Further, I would like to know what machinery the right hon. Lady will provide to ensure that benefit is paid to these people if they get out of employment while they are abroad. The explanatory memorandum says the Clause proposes to permit the payment of contributions in certain cases. I presume that what she means is that it permits the payment of contributions and also the payment of benefits. I do not say the case would be common, but what would happen if a British firm which took a contract abroad were to fail and the workpeople were thrown out of employment in the country to which they have gone? What is to be their position? They have paid their contributions and they are under the Act.
That makes the position more extraordinary, and I wish to repeat my question. We all know of the experiences which some reputable firms have had with contracts in countries abroad. The firm take a contract, but finds the conditions wholly different from what they had expected them to be, and they are not able to fulfil the contract.

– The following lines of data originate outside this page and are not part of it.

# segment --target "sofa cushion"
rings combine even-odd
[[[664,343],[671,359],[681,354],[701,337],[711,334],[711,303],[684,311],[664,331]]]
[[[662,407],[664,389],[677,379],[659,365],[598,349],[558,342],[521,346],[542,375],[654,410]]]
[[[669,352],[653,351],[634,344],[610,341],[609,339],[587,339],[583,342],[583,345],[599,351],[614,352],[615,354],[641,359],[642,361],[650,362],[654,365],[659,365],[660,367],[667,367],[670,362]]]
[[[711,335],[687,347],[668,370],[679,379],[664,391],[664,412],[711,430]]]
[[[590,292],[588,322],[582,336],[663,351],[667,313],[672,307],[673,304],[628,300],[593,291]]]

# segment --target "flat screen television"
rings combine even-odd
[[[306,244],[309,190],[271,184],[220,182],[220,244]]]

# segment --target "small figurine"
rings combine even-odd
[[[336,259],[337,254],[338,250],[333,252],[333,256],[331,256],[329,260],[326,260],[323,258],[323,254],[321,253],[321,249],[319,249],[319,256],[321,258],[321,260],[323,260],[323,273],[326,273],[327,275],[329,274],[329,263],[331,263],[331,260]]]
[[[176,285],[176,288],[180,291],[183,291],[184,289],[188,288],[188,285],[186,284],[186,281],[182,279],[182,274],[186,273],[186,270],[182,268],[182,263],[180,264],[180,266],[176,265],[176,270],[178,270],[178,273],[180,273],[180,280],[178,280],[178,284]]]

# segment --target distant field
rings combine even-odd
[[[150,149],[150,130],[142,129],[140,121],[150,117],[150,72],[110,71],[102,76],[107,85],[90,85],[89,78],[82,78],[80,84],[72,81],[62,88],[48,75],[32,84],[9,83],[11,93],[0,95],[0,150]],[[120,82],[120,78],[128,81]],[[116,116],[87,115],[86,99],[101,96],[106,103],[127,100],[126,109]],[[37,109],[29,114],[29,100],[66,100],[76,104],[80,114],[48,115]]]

I do not say they fail dishonourably to fulfil it, but they cannot complete it, and it is taken over by somebody else. Those people find themselves out of employment, and yet the right hon. Lady says that they will not be entitled to benefit. Those men are stranded in Buenos Aires, Rio or some part of our Dominions. They may have been there in some cases nine or 10 years and yet we are told by the Minister of Labour that they cannot draw any benefit until they return to this country. The result is that in some cases they have to obtain money from
the British Consuls. What benefit can it be to these people to pay contributions if they are not to receive any benefit. That is a point on which we shall require to be fully satisfied. There are one or two other points which require some further explanation. Clause 10 provides that:
Regulations made under Section thirty-five of the principal Act may provide that, subject to any prescribed conditions, where persons in the employment of a person resident or having his principal place of business in the United Kingdom are engaged outside the United Kingdom for the purpose of the execution of some particular work.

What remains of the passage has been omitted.